The fourth Franklin County Courthouse was a government building in central Benton, the county seat of Franklin County, Illinois, United States. Built in 1874 to replace an older structure that could no longer serve the county's needs, it was the fourth building to serve as a courthouse for Franklin County. Demolition of the building started on Aug. 5, 2020, and was completed within the month. The new courthouse, inaugurated on April 22, 2022, was built on the same location.

As the county developed, this third courthouse began to prove insufficient, and the commissioners' court planned for its replacement in 1870. Poor harvests (and thus unexpectedly low tax revenues) forced the project's postponement, and only in 1874 could local contractor John J. St. Clair erect the current courthouse. He was paid $24,000 to build the new structure, into which he incorporated many bricks from the previous courthouse. A two-story building, it originally was divided into offices on the first floor and into a courtroom and jury rooms on the second. All early county records having been destroyed by an 1845 fire in the county clerk's office, St. Clair included fireproof vaults for records storage in his new design.
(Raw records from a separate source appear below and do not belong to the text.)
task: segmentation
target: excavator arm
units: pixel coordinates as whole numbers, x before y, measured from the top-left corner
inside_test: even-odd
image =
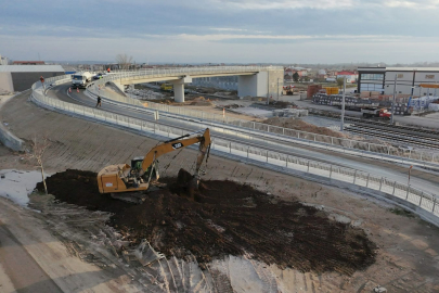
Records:
[[[191,137],[197,133],[201,133],[203,131],[202,136],[195,136]],[[188,138],[189,137],[189,138]],[[146,171],[146,169],[154,163],[155,160],[157,160],[159,156],[173,152],[176,150],[186,148],[189,145],[195,144],[199,142],[199,153],[196,160],[196,168],[195,168],[195,175],[198,174],[199,167],[202,166],[202,163],[204,161],[204,157],[206,155],[206,152],[210,148],[210,131],[209,128],[206,128],[204,130],[189,133],[176,139],[171,139],[168,141],[165,141],[164,143],[153,148],[145,156],[145,158],[142,162],[142,169],[143,171]]]

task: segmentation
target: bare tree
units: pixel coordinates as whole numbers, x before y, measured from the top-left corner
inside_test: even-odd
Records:
[[[42,160],[44,156],[46,150],[51,144],[47,136],[37,137],[34,136],[34,139],[30,141],[30,150],[26,150],[25,158],[27,158],[34,166],[40,168],[42,183],[44,186],[46,194],[48,194],[48,187],[46,184],[44,178],[44,168],[42,166]]]
[[[116,62],[120,65],[121,69],[129,69],[132,63],[132,56],[129,56],[127,54],[118,54],[116,56]]]

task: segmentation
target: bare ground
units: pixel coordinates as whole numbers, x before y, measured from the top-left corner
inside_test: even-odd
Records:
[[[269,125],[284,127],[284,128],[322,135],[322,136],[330,136],[330,137],[335,137],[335,138],[347,138],[346,135],[344,135],[339,131],[334,131],[326,127],[319,127],[313,124],[306,123],[304,120],[296,119],[293,117],[288,117],[288,118],[272,117],[272,118],[268,118],[263,123],[269,124]]]
[[[47,132],[49,135],[54,144],[48,151],[50,157],[47,160],[46,165],[48,170],[52,173],[62,171],[66,168],[96,171],[108,164],[129,162],[130,157],[144,154],[156,143],[156,141],[144,137],[38,109],[26,102],[26,98],[14,98],[13,101],[4,105],[0,114],[3,116],[2,118],[10,122],[11,129],[22,139],[29,139],[35,132]],[[173,155],[164,157],[160,161],[160,169],[164,176],[175,175],[181,167],[193,166],[195,153],[191,150],[184,150],[180,155],[172,158]],[[29,168],[21,163],[18,156],[10,152],[2,153],[0,164],[2,168]],[[210,277],[206,277],[205,273],[194,272],[196,276],[194,275],[193,280],[203,278],[205,280],[204,285],[196,281],[191,282],[191,284],[199,284],[197,286],[199,290],[201,288],[208,289],[207,284],[214,283],[214,280],[216,281],[215,288],[224,288],[222,292],[227,292],[231,288],[236,292],[267,292],[267,289],[273,288],[282,292],[294,292],[300,289],[308,292],[318,292],[320,290],[322,292],[371,292],[376,284],[386,286],[389,292],[439,291],[439,267],[437,265],[439,260],[439,231],[418,218],[391,213],[388,208],[392,206],[361,194],[325,187],[224,158],[211,157],[206,171],[205,179],[230,179],[245,182],[263,192],[280,195],[281,199],[286,201],[297,198],[301,202],[315,204],[319,208],[328,212],[337,220],[363,229],[379,250],[376,264],[365,271],[356,272],[350,277],[337,272],[304,273],[295,269],[282,270],[276,266],[266,266],[254,262],[249,257],[241,259],[229,257],[211,265],[209,268]],[[47,213],[35,214],[30,211],[23,211],[23,216],[18,217],[20,214],[17,213],[5,214],[5,211],[11,208],[3,206],[0,215],[10,215],[12,222],[21,225],[14,230],[14,234],[26,234],[29,229],[26,228],[26,222],[23,222],[23,220],[38,216],[39,221],[31,221],[36,227],[33,230],[44,227],[48,232],[56,234],[65,242],[76,243],[76,238],[83,240],[83,242],[78,240],[78,243],[88,243],[86,240],[90,240],[90,234],[83,232],[85,221],[65,220],[65,217],[75,218],[79,213],[70,206],[65,212],[66,214],[53,213],[56,209],[51,206],[47,209]],[[7,225],[11,224],[7,222]],[[93,221],[90,221],[88,227],[88,229],[94,229],[95,226]],[[72,231],[78,231],[78,233],[72,233]],[[56,242],[56,240],[52,238],[51,242]],[[25,244],[25,242],[22,243]],[[38,245],[36,243],[35,247],[38,247]],[[101,246],[88,244],[85,249],[100,251]],[[48,262],[52,262],[51,253],[41,253],[37,251],[34,258],[38,258],[41,264],[47,265]],[[64,262],[52,262],[51,266],[57,268],[60,265],[65,265]],[[177,263],[172,264],[172,262]],[[143,275],[133,276],[133,278],[138,278],[135,280],[139,282],[144,280],[152,288],[158,290],[162,286],[156,282],[166,285],[165,281],[159,282],[159,280],[163,280],[163,276],[169,277],[169,271],[181,272],[182,267],[184,267],[184,271],[191,267],[188,263],[179,262],[171,259],[168,264],[157,264],[153,268],[147,268],[149,275],[146,276],[150,276],[149,278],[143,277]],[[77,273],[82,271],[79,265],[72,265],[70,267]],[[52,268],[52,271],[55,271],[54,268]],[[47,272],[50,270],[50,268],[44,268]],[[94,270],[100,271],[101,269],[98,266]],[[163,273],[158,273],[159,271]],[[241,273],[242,278],[234,278],[236,273]],[[51,273],[48,272],[48,275],[52,277]],[[188,279],[185,279],[188,275],[175,275],[180,276],[180,279],[169,277],[167,279],[168,284],[173,286],[170,280],[173,280],[176,284],[188,284]],[[130,276],[128,273],[124,276],[131,278],[128,277]],[[96,275],[95,278],[100,277]],[[117,280],[117,275],[114,275],[114,278]],[[122,288],[125,292],[132,291],[132,288]]]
Prominent architectural features of the Italianate courthouse include a hip roof supported by brackets under the eaves, large stone quoins on the corners of the brick walls, and pairs of narrow arch windows on the second floor. The original plan was functionally a square with projections at the center of each side, leaving an L-shaped area of open land at each corner, but these corners were filled in with plain single-story sections after 1900.